Anekdote zur ersten großen Investition

Als ich noch Rechtsreferendar war und mit ca. 750,00 € im Monat auskommen musste, habe ich meine erste Immobilie erworben. Selbstredend haben mich die Banken bei der damaligen Finanzierungsanfrage belächelt und mir freundlich zu verstehen gegeben, dass ich gerne nach dem Studium wiederkommen könne, aber aktuell nicht über die notwendige Bonität verfüge. Wo ein Wille, da auch ein Weg dachte ich mir. Ich habe trotz aller Widrigkeiten eine Bank gefunden, die mir das Eigenheim (es war sogar ein MFH) finanzierte. Im Anschluss habe ich jeden Cent für den Eigenkapitalnachweis und die Kaufnebenkosten zusammengespart, den ich irgendwie aufbringen konnte.  Meine Liquidität und Laune gingen anschließend gegen Null.
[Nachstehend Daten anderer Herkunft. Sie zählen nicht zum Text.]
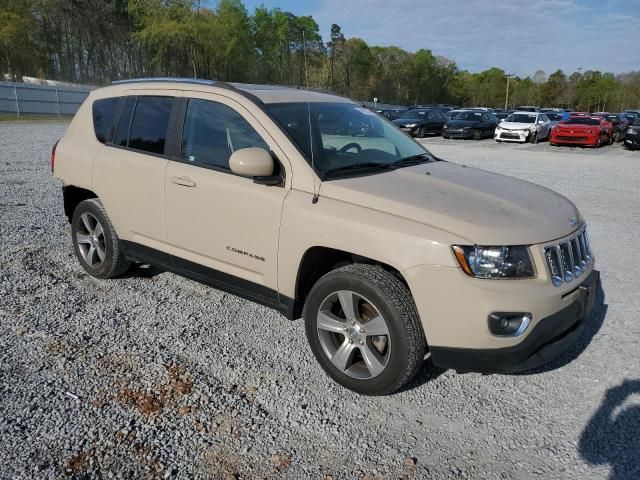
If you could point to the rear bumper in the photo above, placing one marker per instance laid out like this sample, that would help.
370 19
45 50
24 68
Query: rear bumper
551 337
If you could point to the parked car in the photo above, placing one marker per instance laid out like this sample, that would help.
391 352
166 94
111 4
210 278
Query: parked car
469 124
523 126
554 118
614 120
396 261
527 108
392 114
632 135
421 122
581 130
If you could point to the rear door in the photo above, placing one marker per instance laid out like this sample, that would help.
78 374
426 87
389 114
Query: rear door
222 226
128 174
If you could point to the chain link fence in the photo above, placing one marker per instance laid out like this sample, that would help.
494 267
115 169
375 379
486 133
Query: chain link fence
28 99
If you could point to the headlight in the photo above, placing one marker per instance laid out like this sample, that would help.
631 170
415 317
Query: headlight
495 262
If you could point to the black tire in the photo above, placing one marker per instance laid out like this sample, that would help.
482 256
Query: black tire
114 262
393 300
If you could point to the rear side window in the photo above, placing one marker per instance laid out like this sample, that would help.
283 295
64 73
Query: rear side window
121 137
103 113
149 125
212 132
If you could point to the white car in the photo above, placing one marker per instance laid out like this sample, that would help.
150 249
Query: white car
522 127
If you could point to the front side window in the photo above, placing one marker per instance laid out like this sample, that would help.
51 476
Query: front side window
344 136
213 131
149 125
103 112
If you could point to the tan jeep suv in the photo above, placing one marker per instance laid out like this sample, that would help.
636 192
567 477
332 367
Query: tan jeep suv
311 204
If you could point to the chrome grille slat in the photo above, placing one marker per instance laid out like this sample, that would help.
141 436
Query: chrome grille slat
568 259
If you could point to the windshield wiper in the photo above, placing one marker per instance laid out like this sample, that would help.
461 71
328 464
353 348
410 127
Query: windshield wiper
412 160
357 166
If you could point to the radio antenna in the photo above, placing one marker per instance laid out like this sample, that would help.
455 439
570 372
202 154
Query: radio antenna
314 200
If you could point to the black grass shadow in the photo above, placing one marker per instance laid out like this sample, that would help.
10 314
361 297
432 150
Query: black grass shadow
612 435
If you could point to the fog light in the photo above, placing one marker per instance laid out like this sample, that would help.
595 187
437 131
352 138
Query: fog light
509 324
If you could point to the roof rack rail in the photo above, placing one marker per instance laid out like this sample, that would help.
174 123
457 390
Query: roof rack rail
198 81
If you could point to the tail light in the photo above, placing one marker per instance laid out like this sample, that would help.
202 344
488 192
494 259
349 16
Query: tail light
53 155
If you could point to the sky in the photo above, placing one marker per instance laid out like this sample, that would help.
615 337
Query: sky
518 36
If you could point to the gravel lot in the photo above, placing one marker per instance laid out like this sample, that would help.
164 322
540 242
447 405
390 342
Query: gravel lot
155 376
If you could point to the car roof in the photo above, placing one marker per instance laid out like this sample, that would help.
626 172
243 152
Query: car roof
264 93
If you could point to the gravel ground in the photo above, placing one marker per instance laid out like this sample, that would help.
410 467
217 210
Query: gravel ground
155 376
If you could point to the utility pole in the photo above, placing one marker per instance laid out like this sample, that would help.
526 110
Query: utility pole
506 98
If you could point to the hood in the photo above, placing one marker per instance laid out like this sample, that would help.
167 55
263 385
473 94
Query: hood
462 123
515 126
484 208
406 121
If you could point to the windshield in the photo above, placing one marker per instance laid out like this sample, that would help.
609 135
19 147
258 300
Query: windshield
582 121
521 118
472 116
344 135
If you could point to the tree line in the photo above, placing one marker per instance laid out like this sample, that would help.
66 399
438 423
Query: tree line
97 41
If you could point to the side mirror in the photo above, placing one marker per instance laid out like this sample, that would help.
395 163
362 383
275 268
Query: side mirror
251 162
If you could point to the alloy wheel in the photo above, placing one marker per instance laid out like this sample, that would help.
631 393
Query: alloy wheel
90 240
353 334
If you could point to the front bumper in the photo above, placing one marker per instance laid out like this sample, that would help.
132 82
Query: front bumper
457 133
632 141
520 136
575 139
410 130
551 337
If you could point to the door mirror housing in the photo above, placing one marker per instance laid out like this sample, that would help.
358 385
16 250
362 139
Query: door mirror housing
251 162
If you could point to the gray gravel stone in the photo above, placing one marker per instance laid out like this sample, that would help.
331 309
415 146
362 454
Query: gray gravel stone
178 380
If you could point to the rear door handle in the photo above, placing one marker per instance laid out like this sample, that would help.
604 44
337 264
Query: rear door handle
184 181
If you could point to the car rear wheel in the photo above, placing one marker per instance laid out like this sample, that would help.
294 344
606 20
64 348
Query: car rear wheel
364 330
95 242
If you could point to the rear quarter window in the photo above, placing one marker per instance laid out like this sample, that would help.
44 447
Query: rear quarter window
103 112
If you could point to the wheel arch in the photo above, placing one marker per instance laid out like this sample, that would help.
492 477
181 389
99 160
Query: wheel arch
317 261
72 196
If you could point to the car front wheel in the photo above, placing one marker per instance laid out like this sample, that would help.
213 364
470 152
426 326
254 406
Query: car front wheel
364 330
95 241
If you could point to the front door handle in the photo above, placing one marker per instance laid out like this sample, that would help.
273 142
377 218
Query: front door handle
184 181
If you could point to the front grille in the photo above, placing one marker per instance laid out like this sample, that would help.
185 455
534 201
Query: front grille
571 137
510 135
569 259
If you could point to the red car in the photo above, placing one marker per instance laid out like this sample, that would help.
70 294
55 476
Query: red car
582 130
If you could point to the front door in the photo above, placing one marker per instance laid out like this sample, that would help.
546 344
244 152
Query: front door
222 226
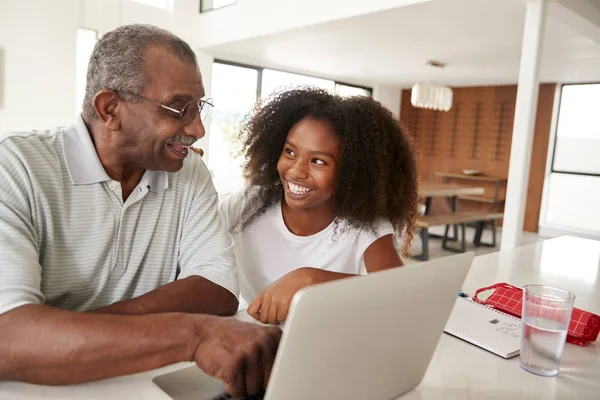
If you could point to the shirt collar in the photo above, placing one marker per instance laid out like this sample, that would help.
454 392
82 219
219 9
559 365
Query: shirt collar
85 167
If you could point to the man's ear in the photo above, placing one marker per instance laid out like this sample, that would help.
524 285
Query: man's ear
106 104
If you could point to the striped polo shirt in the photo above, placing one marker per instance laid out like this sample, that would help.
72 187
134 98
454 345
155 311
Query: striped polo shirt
67 238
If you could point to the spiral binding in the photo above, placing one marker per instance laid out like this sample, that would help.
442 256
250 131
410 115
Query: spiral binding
470 300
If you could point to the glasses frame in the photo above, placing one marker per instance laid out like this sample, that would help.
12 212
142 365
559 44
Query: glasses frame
200 104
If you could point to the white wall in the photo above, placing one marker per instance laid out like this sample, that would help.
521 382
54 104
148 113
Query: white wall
38 49
38 46
572 204
389 96
252 18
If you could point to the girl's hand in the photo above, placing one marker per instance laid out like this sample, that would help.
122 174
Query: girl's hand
273 303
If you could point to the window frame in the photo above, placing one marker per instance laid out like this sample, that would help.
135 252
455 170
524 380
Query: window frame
261 69
202 10
553 170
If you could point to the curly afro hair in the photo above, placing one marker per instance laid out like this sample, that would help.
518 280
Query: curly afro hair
377 178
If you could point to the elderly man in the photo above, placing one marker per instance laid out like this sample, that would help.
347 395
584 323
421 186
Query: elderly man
112 248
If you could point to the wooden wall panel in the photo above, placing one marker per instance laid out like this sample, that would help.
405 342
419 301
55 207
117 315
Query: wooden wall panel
476 134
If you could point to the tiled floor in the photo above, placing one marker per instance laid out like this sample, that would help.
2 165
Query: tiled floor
435 245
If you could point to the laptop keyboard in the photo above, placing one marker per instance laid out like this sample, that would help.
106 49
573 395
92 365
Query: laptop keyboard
225 396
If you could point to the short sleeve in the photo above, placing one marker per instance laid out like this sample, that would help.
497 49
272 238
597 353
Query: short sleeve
206 246
20 270
231 207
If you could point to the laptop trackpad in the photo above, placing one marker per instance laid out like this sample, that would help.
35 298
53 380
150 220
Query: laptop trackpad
189 384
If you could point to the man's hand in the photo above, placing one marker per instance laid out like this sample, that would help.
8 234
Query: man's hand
241 354
273 304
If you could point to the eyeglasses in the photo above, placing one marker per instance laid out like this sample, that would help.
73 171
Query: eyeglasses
189 111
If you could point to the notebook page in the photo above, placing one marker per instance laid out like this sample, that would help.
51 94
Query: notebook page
487 328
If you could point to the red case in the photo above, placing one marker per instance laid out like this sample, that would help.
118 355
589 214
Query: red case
584 326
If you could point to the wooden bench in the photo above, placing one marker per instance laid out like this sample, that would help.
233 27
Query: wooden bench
457 219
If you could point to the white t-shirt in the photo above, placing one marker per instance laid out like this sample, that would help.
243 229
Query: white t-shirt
266 250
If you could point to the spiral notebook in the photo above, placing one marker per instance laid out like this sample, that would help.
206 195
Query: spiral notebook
485 327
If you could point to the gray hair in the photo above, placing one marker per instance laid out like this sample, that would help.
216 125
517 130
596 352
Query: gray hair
117 61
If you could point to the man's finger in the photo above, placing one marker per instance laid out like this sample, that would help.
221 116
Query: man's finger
254 309
264 309
273 312
236 387
253 370
269 353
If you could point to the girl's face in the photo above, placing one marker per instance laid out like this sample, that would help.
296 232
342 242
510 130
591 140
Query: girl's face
308 164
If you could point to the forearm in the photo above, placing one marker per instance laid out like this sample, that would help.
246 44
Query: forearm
318 275
192 295
46 345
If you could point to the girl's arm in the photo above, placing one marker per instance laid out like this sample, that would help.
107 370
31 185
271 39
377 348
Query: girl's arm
382 254
273 303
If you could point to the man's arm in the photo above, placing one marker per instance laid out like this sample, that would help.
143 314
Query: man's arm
46 345
193 295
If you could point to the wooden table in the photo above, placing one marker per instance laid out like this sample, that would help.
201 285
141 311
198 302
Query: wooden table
428 190
494 201
458 370
436 189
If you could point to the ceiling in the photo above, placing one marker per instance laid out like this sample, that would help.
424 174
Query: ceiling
480 40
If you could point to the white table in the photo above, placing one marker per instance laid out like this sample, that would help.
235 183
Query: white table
458 369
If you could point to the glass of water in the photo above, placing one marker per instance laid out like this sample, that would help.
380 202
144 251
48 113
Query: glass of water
546 316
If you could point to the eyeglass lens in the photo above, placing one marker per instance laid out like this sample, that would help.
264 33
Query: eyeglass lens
191 110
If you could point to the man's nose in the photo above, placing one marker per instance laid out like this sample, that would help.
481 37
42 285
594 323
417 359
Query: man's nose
298 170
195 128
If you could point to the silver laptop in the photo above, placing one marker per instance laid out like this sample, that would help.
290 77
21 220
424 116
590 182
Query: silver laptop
370 337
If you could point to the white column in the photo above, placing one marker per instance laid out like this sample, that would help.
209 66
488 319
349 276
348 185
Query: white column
524 123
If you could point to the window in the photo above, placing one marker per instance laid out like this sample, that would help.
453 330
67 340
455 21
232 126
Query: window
273 80
86 40
573 186
207 5
235 88
162 4
578 132
350 90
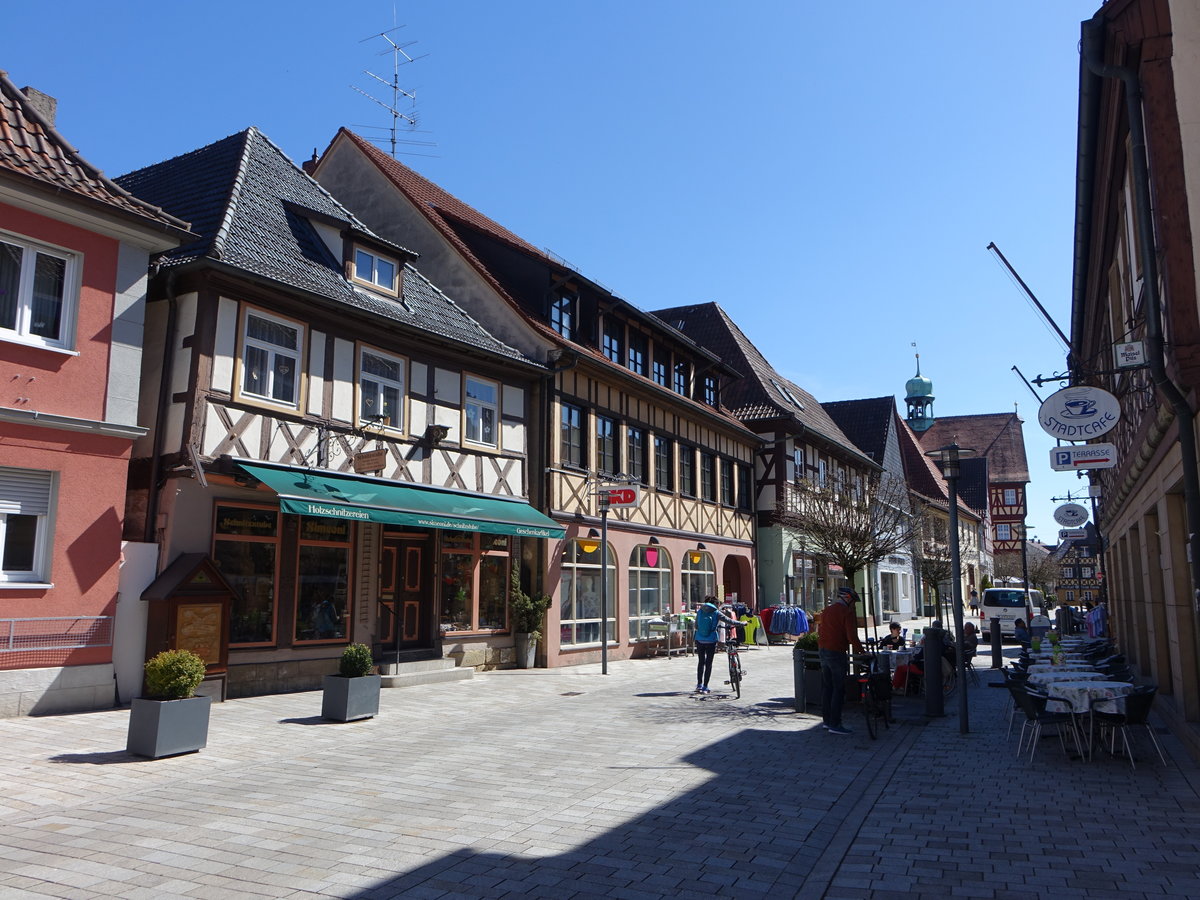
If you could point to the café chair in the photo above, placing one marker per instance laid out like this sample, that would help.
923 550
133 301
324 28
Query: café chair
1137 713
1037 717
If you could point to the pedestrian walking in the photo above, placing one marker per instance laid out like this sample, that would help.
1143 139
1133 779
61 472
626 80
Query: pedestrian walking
837 634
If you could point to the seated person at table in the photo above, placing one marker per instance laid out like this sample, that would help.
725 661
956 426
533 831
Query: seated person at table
903 677
894 641
1021 633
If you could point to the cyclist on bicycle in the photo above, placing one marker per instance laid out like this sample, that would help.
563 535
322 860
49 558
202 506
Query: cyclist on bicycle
708 618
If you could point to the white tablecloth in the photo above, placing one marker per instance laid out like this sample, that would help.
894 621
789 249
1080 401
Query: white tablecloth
1085 695
1043 667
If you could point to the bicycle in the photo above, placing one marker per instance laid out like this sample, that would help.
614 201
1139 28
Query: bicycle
875 695
736 671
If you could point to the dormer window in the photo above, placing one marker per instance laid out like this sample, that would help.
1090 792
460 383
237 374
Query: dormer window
562 315
378 271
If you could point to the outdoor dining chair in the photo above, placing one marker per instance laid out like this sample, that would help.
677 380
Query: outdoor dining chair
1137 713
1037 717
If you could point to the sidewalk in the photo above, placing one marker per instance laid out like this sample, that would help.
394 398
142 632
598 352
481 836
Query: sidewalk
569 783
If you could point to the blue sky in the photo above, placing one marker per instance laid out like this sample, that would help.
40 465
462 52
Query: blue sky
831 173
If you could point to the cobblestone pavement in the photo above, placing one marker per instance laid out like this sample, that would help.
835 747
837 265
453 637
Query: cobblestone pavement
573 784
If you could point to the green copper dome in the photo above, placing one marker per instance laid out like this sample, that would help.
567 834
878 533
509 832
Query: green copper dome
919 387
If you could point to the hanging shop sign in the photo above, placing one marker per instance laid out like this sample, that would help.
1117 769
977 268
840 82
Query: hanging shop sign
1072 515
1079 413
1129 354
621 495
1084 456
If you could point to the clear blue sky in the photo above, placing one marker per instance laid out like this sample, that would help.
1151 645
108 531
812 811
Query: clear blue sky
831 173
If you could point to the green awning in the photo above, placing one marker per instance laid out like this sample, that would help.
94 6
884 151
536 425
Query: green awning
367 499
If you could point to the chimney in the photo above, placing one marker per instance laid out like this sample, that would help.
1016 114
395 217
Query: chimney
46 106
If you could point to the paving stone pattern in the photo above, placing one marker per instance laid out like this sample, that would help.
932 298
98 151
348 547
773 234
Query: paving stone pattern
573 784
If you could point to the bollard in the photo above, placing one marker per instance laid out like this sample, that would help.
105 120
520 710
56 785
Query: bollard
935 703
801 701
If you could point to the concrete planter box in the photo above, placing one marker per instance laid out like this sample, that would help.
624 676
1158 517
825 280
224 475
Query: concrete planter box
348 699
168 727
526 651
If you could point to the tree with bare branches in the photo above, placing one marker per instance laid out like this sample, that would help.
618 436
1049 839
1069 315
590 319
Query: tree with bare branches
851 526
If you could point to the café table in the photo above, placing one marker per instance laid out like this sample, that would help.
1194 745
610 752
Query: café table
1047 678
1043 667
1085 696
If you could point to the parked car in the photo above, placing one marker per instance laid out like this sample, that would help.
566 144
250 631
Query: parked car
1008 605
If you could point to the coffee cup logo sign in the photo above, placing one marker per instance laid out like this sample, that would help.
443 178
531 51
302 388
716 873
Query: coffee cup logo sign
1079 413
1071 515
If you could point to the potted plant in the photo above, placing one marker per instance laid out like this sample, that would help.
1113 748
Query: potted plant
171 719
353 693
527 617
809 690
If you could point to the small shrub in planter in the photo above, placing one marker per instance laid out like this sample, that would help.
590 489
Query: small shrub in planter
354 691
171 720
355 661
528 613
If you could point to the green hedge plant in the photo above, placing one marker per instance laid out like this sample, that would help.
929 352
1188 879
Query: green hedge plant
355 661
174 675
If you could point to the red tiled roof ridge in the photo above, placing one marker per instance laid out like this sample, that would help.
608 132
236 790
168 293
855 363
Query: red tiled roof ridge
53 161
423 191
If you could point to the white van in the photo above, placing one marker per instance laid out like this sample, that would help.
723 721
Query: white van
1008 605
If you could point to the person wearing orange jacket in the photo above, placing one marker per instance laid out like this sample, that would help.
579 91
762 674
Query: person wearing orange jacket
838 633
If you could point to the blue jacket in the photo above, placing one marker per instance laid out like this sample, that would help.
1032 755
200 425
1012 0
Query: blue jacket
707 617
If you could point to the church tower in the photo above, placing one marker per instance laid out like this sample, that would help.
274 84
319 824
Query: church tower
919 400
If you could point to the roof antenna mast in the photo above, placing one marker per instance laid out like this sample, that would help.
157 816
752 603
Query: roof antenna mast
400 57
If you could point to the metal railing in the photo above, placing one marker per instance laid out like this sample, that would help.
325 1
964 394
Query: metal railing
60 633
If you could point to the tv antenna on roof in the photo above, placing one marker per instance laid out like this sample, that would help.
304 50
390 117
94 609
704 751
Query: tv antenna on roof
400 57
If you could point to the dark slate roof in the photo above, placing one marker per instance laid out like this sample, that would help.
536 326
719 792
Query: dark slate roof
865 423
996 436
761 394
461 225
31 149
252 209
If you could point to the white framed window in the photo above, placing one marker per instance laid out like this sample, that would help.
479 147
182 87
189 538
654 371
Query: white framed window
27 498
375 270
381 389
481 411
270 358
39 293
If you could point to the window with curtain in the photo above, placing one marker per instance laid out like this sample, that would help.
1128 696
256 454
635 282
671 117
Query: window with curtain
579 600
649 588
27 498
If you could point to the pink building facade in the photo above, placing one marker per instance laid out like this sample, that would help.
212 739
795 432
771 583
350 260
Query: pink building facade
75 251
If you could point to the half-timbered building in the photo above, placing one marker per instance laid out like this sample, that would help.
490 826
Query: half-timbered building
798 441
629 400
1135 285
345 442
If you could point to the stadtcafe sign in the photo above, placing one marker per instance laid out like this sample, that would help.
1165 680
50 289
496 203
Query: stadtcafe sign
1079 413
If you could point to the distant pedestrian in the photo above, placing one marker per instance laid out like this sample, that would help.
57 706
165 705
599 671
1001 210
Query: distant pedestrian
838 633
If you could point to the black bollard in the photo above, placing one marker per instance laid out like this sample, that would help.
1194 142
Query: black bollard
935 703
801 701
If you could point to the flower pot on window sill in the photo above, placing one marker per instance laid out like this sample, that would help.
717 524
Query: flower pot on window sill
345 700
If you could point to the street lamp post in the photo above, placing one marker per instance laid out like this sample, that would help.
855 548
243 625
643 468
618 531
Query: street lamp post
948 457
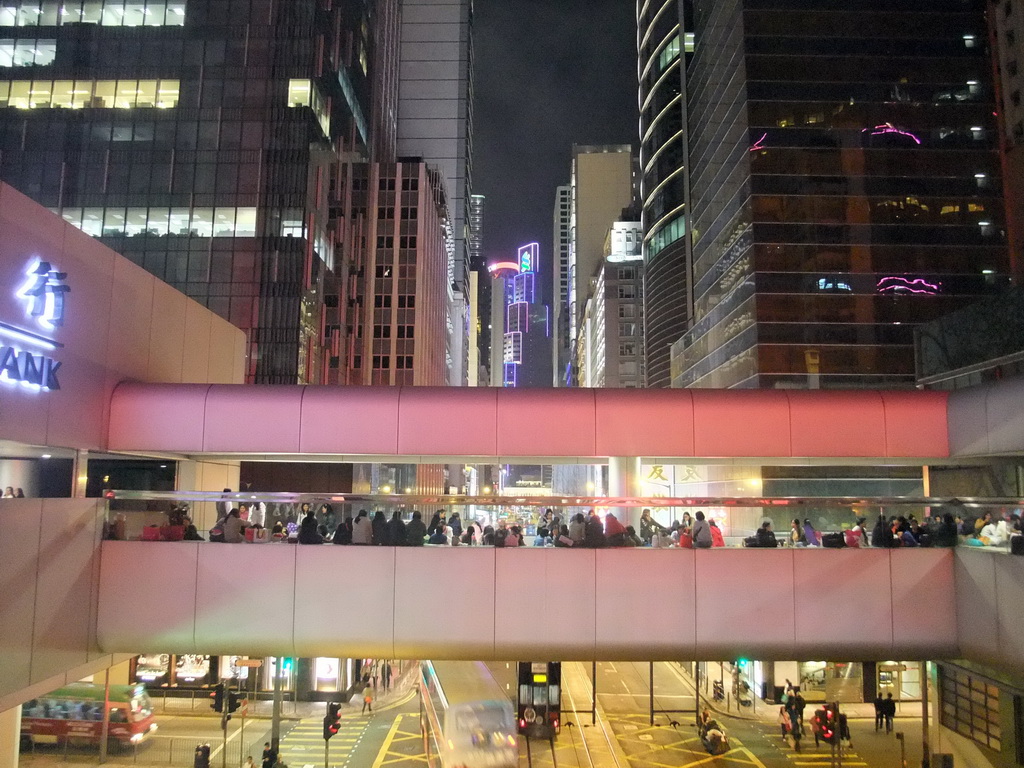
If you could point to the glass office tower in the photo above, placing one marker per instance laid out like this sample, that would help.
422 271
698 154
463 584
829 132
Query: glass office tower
664 47
844 186
198 138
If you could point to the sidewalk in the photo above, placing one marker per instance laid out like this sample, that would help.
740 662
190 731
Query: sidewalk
767 712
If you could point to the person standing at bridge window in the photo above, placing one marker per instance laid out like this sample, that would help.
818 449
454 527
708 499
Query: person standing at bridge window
701 531
416 531
648 525
363 529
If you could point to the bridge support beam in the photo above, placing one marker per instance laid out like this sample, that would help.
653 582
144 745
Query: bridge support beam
10 730
624 479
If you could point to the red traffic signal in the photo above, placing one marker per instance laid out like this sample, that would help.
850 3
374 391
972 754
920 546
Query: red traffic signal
217 698
332 721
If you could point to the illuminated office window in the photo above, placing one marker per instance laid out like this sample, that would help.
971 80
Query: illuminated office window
28 52
304 93
120 94
160 222
103 12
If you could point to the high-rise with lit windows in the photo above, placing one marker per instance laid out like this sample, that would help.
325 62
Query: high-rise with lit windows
601 185
664 47
199 138
844 186
435 123
398 307
562 244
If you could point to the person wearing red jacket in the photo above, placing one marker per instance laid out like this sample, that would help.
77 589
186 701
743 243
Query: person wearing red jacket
614 531
717 540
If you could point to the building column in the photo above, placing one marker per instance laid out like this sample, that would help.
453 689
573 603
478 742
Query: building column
210 476
10 736
79 474
624 480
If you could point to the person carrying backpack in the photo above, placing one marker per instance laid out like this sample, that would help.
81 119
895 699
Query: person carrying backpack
701 532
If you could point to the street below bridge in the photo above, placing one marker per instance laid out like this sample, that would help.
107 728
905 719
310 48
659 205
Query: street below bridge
620 734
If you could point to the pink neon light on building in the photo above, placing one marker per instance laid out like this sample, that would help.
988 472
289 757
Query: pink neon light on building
895 284
890 128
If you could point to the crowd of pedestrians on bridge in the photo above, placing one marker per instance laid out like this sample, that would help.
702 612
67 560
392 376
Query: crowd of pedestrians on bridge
251 521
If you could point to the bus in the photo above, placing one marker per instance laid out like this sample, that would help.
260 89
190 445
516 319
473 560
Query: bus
467 721
77 712
540 698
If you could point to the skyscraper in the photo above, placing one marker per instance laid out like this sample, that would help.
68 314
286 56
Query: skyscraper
562 247
199 138
398 309
1006 19
435 119
602 185
844 185
664 47
608 347
527 328
479 298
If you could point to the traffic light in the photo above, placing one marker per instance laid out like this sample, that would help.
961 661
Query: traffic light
827 723
217 696
332 721
202 759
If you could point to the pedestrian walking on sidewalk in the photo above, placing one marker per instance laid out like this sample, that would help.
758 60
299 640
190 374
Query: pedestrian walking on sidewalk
889 712
368 698
783 722
269 756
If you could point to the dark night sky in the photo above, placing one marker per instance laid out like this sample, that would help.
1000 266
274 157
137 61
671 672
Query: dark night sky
549 74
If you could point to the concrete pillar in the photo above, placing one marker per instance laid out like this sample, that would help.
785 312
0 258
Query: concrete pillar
624 480
10 735
211 476
79 474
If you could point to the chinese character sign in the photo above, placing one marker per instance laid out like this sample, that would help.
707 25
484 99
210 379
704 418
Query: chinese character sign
43 293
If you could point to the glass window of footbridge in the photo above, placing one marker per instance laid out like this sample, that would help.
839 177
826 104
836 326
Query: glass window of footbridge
971 707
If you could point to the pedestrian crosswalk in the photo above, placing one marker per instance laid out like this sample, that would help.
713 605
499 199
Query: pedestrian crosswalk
823 759
303 747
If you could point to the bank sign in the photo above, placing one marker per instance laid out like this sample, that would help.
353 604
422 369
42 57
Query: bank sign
26 351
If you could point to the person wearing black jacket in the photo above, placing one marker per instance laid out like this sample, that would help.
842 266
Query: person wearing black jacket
380 529
308 532
882 535
343 534
396 529
766 537
416 531
648 525
943 531
594 534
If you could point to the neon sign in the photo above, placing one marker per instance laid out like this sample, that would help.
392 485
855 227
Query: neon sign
528 258
43 294
896 284
501 266
890 128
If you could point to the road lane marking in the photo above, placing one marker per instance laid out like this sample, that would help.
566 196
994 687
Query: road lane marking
387 741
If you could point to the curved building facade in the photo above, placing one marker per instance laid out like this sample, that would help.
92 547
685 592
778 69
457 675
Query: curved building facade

Eckdaten meiner ersten Immobilienfinanzierung: Effektivzins 4,88 %, Laufzeit 10 Jahre, keine Sondertilgung, kein Laufzeitensplitting, kein Nachverhandeln, Kein Gegenangebot, Kein variabler Baustein, keine Steueroptimierung, kein Vorbehalt der Tilgungsaussetzung, nichts der Gleichen. Das Disagio der Bank tat mir überdies auch sehr weh.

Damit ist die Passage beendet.